Im Dezember 1879 komponierte Dvořák acht Walzer für Klavier, hübsche, melodiöse und äusserst erfolgreiche Stücke, sein op. 54. Zwei davon, die wohl eingänglichsten, setzte er im Februar darauf auch für Streichquartett – und in dieser Form leben sie heute, gerne als Zugaben gespielt, munter weiter. Im ersten herrscht leichte Sentimentalität, die in den raschen Zwischenpassagen weggewischt wird, aber nicht umzubringen ist. Der zweite, im Klavieroriginal die Nr. 4 in Des-dur, in der Streicherversion mit Kontrabass ad libitum in D-dur, scheint in der Einleitung ebenfalls auf Sentimentales hinzusteuern, wird dann aber zum schwungvollen Tanz. Eine Variante in A-dur gibt sich etwas ruhiger. Und mit der Zeit merkt man, dass auch der vermeintlich sentimentale Beginn schwungvolles Potential aufweist und zum Schluss in Kürze sogar für den Kehraus besorgt ist.

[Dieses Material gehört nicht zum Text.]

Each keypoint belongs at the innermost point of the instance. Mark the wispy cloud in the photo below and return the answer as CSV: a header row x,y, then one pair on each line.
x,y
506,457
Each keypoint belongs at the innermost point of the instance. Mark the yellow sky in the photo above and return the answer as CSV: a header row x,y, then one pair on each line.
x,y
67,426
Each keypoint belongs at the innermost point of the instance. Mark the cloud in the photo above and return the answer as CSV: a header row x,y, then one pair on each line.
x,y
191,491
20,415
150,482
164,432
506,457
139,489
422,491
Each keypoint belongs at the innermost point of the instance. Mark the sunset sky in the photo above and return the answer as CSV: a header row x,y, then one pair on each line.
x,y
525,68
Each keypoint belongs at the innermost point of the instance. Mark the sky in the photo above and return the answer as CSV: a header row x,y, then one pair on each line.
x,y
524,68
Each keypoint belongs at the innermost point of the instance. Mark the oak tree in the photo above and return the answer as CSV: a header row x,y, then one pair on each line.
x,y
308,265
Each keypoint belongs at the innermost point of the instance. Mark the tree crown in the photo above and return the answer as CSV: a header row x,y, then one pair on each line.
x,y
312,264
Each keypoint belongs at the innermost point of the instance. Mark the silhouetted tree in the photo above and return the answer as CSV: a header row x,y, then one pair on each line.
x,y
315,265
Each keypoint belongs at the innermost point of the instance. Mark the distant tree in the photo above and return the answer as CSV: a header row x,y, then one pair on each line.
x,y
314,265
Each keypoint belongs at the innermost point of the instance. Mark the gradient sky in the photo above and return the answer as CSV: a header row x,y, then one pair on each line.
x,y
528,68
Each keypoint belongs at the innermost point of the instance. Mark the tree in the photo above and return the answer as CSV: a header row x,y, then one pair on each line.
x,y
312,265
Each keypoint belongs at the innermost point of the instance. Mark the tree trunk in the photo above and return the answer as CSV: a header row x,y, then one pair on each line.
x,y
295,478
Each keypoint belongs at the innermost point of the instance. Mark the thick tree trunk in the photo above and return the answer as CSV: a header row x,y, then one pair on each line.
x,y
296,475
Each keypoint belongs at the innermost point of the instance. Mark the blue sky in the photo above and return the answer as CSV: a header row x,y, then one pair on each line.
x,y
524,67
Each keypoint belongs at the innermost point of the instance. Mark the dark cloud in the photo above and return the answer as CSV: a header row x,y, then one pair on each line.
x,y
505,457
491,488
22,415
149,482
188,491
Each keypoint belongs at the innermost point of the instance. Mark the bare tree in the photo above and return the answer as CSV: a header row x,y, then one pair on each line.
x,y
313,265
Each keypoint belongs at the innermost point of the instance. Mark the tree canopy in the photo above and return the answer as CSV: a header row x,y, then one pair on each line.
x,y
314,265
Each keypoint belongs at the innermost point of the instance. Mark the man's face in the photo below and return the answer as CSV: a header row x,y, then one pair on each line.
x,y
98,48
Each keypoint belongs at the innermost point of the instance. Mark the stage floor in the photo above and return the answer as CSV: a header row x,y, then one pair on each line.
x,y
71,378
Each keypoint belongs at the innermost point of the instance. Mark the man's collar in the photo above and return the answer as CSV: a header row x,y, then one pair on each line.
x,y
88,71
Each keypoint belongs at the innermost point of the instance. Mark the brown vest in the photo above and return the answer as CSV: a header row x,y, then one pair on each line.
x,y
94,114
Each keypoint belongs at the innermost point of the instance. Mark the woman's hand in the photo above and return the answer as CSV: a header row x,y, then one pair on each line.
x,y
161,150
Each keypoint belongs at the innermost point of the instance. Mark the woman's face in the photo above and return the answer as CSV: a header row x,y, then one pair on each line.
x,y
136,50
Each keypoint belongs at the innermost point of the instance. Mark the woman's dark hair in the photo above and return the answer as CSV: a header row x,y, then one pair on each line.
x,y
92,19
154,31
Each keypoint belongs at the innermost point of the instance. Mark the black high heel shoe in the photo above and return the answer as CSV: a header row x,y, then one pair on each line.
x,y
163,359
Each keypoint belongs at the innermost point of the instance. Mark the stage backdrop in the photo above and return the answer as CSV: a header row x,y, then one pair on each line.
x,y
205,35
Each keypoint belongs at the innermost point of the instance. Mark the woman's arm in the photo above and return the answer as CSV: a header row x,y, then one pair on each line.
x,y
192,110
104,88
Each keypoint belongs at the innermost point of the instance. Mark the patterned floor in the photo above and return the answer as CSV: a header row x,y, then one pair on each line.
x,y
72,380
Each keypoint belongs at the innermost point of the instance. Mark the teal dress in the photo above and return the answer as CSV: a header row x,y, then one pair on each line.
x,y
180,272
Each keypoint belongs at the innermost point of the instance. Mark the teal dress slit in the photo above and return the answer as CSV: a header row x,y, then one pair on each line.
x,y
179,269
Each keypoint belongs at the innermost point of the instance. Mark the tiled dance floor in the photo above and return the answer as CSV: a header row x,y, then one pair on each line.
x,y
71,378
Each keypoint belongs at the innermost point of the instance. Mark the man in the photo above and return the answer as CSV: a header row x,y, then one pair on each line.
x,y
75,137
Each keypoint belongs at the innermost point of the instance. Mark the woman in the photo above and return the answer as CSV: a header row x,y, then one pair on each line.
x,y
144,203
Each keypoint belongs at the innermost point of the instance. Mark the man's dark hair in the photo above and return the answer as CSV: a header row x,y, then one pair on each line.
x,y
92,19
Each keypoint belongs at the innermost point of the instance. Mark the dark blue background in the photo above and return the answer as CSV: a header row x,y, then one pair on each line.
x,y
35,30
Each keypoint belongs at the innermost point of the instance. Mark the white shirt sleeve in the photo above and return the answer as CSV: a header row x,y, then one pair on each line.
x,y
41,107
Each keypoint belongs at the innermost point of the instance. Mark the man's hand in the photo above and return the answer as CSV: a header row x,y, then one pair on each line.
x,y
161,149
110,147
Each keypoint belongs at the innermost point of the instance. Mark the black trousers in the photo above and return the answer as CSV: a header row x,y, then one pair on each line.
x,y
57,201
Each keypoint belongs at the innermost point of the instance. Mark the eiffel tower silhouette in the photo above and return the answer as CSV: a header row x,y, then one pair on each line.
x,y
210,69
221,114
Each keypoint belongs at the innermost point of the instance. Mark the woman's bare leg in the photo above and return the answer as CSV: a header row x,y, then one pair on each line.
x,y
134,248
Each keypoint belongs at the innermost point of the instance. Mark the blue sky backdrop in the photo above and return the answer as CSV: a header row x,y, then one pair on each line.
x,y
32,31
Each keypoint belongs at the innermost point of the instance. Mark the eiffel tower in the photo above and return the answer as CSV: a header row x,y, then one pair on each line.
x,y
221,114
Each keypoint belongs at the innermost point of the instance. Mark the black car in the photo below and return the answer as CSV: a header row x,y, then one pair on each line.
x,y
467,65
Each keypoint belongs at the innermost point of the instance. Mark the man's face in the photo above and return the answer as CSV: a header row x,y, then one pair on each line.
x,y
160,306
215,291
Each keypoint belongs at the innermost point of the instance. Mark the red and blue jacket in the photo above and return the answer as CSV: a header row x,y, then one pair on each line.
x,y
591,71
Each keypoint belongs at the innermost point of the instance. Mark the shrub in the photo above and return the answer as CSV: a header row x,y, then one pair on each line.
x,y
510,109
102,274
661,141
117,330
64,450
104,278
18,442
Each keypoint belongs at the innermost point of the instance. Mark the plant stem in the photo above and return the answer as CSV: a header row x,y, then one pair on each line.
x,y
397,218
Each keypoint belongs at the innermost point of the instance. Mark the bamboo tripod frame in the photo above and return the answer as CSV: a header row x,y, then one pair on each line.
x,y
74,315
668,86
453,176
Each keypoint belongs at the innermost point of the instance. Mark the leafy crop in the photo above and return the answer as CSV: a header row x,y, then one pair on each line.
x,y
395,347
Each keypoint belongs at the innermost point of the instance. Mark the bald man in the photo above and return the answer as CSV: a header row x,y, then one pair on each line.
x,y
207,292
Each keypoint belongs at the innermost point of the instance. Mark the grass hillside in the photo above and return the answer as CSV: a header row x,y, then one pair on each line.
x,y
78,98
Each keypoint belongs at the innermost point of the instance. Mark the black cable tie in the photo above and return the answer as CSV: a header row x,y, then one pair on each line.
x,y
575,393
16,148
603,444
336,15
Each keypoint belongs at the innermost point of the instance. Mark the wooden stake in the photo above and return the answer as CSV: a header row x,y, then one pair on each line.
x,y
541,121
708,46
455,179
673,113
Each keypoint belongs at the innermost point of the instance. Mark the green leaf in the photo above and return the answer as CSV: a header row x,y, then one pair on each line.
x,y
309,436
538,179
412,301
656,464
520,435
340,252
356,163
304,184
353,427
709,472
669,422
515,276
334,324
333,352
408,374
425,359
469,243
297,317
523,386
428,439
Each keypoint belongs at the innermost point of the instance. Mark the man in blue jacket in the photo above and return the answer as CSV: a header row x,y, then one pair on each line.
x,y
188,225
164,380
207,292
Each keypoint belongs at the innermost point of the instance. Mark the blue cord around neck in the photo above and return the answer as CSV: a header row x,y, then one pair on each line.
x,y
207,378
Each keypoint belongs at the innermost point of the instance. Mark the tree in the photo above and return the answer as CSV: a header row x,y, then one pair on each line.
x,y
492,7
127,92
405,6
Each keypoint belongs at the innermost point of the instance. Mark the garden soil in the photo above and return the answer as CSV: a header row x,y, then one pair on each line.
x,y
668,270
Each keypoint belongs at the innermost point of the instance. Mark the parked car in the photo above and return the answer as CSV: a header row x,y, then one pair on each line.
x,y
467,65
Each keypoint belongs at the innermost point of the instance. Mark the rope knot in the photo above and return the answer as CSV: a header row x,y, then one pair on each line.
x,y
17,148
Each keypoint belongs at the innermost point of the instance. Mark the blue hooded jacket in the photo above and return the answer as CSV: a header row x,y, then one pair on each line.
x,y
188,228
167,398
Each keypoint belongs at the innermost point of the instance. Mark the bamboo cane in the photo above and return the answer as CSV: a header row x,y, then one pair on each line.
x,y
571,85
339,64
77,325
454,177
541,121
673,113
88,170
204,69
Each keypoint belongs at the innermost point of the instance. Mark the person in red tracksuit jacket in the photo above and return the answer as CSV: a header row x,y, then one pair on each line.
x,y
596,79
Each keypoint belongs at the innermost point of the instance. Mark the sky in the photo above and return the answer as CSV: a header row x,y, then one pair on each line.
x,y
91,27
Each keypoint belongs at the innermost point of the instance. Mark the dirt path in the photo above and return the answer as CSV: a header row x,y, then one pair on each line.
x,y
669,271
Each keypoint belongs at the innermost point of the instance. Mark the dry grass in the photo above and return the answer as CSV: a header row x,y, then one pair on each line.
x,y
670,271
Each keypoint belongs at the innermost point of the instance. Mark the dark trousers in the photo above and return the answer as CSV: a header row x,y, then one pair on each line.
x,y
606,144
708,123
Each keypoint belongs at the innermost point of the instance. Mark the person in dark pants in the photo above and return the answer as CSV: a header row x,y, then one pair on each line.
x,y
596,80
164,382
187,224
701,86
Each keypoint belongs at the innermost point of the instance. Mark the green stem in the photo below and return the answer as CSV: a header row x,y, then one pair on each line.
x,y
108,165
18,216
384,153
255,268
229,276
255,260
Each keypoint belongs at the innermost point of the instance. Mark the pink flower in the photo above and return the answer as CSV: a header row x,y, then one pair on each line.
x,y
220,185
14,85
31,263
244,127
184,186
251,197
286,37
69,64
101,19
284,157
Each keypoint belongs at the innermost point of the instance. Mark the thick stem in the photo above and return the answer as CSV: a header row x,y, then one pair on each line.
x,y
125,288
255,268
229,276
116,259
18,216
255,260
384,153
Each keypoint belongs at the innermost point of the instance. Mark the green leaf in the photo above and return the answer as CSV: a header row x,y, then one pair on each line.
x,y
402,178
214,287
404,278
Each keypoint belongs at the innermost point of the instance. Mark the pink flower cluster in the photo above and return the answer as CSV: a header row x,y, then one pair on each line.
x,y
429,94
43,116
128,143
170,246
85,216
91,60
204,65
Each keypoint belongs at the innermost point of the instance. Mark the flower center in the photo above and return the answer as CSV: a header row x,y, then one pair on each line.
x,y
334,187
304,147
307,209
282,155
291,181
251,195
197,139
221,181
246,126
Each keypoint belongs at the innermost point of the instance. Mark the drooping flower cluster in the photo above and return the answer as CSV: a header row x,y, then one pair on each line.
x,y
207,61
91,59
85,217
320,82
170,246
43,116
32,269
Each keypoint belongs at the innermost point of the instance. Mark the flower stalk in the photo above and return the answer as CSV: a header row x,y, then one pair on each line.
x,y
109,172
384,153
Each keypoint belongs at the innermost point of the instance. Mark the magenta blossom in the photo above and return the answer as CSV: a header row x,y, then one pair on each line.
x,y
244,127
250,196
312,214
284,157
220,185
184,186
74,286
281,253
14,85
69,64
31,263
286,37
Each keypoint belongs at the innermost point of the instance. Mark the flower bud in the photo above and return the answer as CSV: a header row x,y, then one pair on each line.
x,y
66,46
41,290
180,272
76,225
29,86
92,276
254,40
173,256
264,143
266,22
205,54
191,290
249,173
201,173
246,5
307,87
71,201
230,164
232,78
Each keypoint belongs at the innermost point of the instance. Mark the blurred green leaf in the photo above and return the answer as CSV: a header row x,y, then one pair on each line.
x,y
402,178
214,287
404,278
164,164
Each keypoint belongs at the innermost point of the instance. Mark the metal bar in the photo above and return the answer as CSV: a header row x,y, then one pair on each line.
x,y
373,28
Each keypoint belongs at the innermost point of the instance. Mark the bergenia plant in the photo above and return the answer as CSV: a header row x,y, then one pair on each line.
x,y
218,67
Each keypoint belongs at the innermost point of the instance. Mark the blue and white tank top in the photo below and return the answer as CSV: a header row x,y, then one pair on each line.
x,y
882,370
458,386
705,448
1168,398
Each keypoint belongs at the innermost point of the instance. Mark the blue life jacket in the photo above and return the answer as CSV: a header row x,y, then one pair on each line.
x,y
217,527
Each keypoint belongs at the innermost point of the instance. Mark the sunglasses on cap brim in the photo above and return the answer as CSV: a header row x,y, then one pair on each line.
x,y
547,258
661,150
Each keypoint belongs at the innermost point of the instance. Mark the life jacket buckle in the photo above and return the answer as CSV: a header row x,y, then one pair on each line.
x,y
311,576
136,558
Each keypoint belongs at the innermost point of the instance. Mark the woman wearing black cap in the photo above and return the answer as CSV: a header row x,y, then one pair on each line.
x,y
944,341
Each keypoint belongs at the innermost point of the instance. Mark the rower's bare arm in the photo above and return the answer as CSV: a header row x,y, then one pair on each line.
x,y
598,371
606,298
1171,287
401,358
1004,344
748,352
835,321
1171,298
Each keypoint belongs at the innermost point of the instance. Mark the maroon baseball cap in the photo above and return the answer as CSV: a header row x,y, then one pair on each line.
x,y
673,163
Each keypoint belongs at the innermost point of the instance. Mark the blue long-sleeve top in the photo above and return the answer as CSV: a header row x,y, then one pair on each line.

Dvořáks C-dur-Quartett op. 61 ist eher selten zu hören und wird auch gelegentlich kritisiert. Alec Robertson befindet in seiner Dvořák-Biographie von 1945 (deutsch 1947): «Für das C-dur-Quartett kann man Bewunderung, aber keine Liebe empfinden.» Vielleicht lag es an der Entstehungsgeschichte. Das Quartett war ein Auftrag des Wiener Geigers Joseph Hellmersberger jun. von 1881. Dvořák sah keinen Grund zur Eile, arbeitete er doch gerade an seiner Oper Dimitrij. Da erfuhr er aus der Presse, dass das Hellmersberger-Quartett sein Werk am 15. Dezember in Wien aufführen werde. Er machte sich rasch ans Werk und schrieb das Stück zwischen dem 25. Oktober und 10. November. Das erklärt wohl, warum Dvořák auf frühere, nicht verwendete Sätze zurückgriff. Der Kopfsatz dagegen entstand gleich zweimal; die erste Komposition in F-dur wurde verworfen. Dazu mag ein gewisser Druck gekommen sein, Musik für Wien und Wiener Musiker zu schreiben – wie konnte man da an den Grossen der Wiener Komponisten vorbeikommen? Man hat im Kopfsatz des Quartetts intensive Auseinandersetzung mit dem Beethoven des op. 59 festgestellt, ausserdem im langsamen Satz mit Schubert. So ist es eben kein slawisches Werk geworden, sondern eines auf den Spuren der Wiener Klassik. Dvořák verzichtete bewusst auf den slawischen Tonfall, der das vorangehende op. 51 geprägt und zum Erfolg geführt hatte. So ist der 3. Satz ein reines Scherzo (à la Beethoven) und kein «slawischer Tanz». Einzig im Schlusssatz bringt eine skocna ein böhmisches Element hinein, das befreiend wirkt. Der grandioso-Schluss scheint dann doch wieder mehr sein zu wollen als slawisches Gefühl und Spielfreude. Die Kritik bedauerte den Verzicht auf das Slawische und bewertete das Werk eher ungünstig: Dvořák hatte eben slawisch-natürlich zu komponieren und nicht kunstvoll-gesucht! Er selber war anderer Meinung, nannte er das Werk doch «von meinen Kammermusikstücken das grösste und das vollendetste». – Der Clou der Sache: Wegen des Brandes des Wiener Ringtheaters am 8. Dezember 1881 mit offiziell 384 (oder mehr) Toten hatte Kaiser Franz Joseph Staatstrauer angeordnet; Konzerte durften keine stattfinden. Die Uraufführung erfolgte erst am 2. November 1882 (Veröffentlichung bereits im Februar) durch das Joachim-Quartett – in Berlin! Wie wäre das Quartett herausgekommen, hätte Dvořák dies gewusst? Gut berlinerisch oder doch eher wie das 1879 für Berlin komponierte op. 51 echt böhmisch?